If a dog or cat exhibits any of the behaviors above with a raw diet, it is crucial to understand the root emotions associated with resource guarding.
“I am worried my delicious raw food will be stolen from me!”
Resource guarding behavior lies within the stress associated with losing a valued resource. The feeling of losing a highly valued possession stresses some dogs and cats to the point of visual displays of aggression. The animal feels they must protect the resource based on feeling concerned and fearful of losing the resource, and in terms of raw feeding, these pets are protecting the food they find highly valuable.
“I do not trust others around my delicious raw food!”
In addition to feeling concerned and fearful of losing the valued resource, there is an underlying feeling of distrust when the pet exhibits resource guarding towards the pet parent even if the pet parent has no intention of removing the resources from the pet. Additionally, these feelings of distrust can be felt towards other pets within the home and not exclusively towards the pet parent.

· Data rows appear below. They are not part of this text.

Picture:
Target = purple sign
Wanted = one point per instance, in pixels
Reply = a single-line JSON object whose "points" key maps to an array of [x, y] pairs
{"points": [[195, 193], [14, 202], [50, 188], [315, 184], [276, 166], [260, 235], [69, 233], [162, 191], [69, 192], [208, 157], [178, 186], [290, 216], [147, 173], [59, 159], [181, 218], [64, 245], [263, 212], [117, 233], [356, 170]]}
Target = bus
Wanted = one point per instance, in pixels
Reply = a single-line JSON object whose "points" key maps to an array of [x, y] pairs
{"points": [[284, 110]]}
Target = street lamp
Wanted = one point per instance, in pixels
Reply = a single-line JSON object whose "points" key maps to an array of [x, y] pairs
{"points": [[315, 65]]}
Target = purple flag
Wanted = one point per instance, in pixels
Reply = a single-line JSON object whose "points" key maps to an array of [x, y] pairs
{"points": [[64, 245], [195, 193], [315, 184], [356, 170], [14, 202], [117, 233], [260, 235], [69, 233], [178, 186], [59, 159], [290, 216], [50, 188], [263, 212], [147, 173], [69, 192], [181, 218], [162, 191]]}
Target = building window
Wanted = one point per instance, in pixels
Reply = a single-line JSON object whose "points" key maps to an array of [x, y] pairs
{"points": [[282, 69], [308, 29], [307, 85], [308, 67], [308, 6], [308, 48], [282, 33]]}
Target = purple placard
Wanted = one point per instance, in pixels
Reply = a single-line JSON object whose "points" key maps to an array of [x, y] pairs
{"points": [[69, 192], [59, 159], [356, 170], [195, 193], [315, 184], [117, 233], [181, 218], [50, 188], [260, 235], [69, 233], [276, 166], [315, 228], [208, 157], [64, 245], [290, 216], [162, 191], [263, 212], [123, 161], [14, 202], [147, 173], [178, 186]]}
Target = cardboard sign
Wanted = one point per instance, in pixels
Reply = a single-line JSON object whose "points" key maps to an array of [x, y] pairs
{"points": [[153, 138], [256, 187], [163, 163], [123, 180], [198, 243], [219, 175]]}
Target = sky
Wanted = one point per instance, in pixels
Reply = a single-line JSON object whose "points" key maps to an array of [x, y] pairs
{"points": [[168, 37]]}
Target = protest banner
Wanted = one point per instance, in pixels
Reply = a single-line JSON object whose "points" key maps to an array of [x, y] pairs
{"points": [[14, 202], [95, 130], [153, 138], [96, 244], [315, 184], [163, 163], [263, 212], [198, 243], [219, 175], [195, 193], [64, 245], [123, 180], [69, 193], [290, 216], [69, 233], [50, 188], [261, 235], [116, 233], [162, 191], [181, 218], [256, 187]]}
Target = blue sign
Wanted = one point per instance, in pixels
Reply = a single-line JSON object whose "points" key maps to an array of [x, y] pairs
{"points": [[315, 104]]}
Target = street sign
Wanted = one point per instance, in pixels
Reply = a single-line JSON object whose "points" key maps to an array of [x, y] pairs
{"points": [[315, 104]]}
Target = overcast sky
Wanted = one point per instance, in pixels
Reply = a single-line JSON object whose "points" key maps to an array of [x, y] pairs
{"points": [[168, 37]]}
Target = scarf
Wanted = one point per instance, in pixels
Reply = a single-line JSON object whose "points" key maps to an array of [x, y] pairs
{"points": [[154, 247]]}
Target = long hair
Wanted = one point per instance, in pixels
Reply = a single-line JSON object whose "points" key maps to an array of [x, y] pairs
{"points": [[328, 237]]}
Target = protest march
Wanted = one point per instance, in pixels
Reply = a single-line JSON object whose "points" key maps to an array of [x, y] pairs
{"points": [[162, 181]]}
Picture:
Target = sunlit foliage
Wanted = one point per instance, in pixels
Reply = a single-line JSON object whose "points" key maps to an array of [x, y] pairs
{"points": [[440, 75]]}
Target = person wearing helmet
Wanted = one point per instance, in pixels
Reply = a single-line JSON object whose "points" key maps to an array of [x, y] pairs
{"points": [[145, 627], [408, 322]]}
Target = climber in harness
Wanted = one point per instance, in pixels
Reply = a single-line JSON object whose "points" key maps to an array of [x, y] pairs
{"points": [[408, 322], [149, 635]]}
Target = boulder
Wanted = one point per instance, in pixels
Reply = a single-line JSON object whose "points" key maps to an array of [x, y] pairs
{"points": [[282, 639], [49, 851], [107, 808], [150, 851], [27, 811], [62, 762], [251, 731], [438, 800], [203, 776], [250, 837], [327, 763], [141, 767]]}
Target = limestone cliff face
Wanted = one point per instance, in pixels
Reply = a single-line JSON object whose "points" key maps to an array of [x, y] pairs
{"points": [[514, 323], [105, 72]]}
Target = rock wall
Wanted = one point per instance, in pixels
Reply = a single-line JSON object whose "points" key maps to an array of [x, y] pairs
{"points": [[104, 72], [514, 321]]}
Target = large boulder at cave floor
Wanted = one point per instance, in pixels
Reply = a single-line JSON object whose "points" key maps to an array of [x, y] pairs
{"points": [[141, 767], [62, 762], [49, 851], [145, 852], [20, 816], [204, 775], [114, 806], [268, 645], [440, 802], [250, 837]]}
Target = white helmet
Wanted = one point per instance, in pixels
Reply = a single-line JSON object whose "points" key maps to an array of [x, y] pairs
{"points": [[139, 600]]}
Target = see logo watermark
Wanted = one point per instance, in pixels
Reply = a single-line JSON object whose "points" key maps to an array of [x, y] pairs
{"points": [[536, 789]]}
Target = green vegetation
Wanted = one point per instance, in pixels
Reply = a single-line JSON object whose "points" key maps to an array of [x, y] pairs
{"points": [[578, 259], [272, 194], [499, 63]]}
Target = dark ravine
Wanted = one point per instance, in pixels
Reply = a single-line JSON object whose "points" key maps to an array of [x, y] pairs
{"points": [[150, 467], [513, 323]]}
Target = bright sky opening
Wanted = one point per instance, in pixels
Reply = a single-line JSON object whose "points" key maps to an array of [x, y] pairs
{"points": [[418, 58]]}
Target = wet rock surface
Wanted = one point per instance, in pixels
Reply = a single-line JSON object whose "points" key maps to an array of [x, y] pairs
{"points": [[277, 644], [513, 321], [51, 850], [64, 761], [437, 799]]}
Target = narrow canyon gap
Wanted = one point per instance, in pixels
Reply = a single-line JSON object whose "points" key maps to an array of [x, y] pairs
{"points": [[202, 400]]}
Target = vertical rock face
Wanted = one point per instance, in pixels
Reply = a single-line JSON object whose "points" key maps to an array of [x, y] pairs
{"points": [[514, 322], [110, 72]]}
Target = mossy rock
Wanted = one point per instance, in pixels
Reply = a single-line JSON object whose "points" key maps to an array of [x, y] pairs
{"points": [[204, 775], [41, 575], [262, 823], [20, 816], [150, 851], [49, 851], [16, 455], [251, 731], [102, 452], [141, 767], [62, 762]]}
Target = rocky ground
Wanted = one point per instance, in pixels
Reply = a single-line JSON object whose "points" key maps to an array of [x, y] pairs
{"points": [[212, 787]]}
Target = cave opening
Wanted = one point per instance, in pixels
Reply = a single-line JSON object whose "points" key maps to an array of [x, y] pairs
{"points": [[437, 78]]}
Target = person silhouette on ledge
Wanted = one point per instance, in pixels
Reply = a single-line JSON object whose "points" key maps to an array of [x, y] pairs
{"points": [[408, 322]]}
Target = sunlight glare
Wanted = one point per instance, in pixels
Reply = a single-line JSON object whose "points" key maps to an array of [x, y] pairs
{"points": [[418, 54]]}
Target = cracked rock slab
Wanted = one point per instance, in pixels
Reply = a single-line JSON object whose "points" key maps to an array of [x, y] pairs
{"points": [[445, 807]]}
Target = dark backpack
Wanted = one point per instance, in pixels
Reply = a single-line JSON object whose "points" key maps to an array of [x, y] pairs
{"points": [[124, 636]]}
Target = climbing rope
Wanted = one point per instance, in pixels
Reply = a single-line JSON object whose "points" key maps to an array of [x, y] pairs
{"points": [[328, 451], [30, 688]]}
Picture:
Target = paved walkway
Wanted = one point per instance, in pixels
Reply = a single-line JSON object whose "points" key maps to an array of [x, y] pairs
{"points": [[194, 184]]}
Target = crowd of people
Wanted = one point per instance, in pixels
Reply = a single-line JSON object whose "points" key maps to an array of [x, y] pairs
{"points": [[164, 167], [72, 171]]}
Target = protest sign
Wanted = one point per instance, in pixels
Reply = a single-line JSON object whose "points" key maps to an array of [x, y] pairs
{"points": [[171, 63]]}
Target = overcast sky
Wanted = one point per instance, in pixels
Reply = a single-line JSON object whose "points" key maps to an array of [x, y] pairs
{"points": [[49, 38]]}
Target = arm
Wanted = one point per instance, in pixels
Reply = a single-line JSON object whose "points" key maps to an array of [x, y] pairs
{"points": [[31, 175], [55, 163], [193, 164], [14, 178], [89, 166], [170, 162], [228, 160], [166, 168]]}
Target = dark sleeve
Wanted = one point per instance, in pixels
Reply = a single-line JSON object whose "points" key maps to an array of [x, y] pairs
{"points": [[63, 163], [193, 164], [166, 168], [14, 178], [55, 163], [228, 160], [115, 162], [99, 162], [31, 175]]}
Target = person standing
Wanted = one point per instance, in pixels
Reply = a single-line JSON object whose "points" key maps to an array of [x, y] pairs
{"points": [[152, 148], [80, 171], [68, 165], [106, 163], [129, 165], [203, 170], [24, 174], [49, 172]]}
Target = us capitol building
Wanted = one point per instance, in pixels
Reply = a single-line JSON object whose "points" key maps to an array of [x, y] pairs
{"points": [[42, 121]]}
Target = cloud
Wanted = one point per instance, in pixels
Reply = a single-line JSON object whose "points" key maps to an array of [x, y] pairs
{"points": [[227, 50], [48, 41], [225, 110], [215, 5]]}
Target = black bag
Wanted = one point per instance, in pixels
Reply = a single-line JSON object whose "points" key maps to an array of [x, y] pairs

If a dog or cat displays resource guarding around raw food, this does not mean they cannot eat raw food. Feeding routine adjustments are needed to help improve the behavior and change the mental state of the dog or cat:
When dealing with a dog or cat who displays resource guarding, the first step is to create a feeding routine that does not push the dog or cat to the point where they feel the need to engage in resource guarding behaviors.
Resource guarding behaviors are inherently reinforcing and the more the pet has the opportunity to engage in those behaviors, the stronger those behaviors will become over time. If the pet perceives a person as a threat to their meal and they display aggressive resource guarding behavior causing the threat to leave – they have done their job in protecting their resources and self reinforces by continuing to eat its delicious raw meal.
Establish a feeding routine that works for each pet so they do not show any signs of resource guarding behavior. This usually involves allowing the pet to eat in a calm and quiet environment with no other animals or people around to be perceived as a threat.
Once a solid feeding routine has been established to stop the problematic resource guarding behavior from being displayed, a behavior modification training protocol is necessary to help build trust between the pet parent and the pet when it’s raw food is present.
The dog or cat will need to learn the pet parent’s presence is non threatening and that the pet parent is there to provide more valuable resources versus take away the pet’s possessions.
A qualified dog trainer experienced in positive behavioral modification with resource guarding is highly recommended in this instance due to safety concerns. Resource guarding can escalate to a point where the aggression is not safe and the assistance from a professional dog trainer is warranted.
Jean Donaldson has an excellent book published, Mine, concerning resource guarding and expertly lays out a step by step plan on how to tackle resource guarding. This is a highly recommended book for pet parents to have in their arsenal when experiencing resource guarding with their pet.
"Complete & balanced raw diets do not make pets bloodthirsty!"
Ronny LeJeune, CertCN, CPDT-KA, CCC
A raw diet does not inherently make dogs or cats aggressive or “bloodthirsty.” There are factors to consider when aggressive behavior is displayed when feeding a raw diet. Always rule out medical conditions if the dog or cat shows aggression and ensure the raw diet is sufficient in amino acids to support healthy hormone function.
If a dog or cat is physically healthy and is consuming a diet sufficient in essential amino acids, resource guarding is the likely component of aggressive behavior. A consistent feeding routine to eliminate the display of resource guarding and behavior modification training program is needed to overcome food aggression.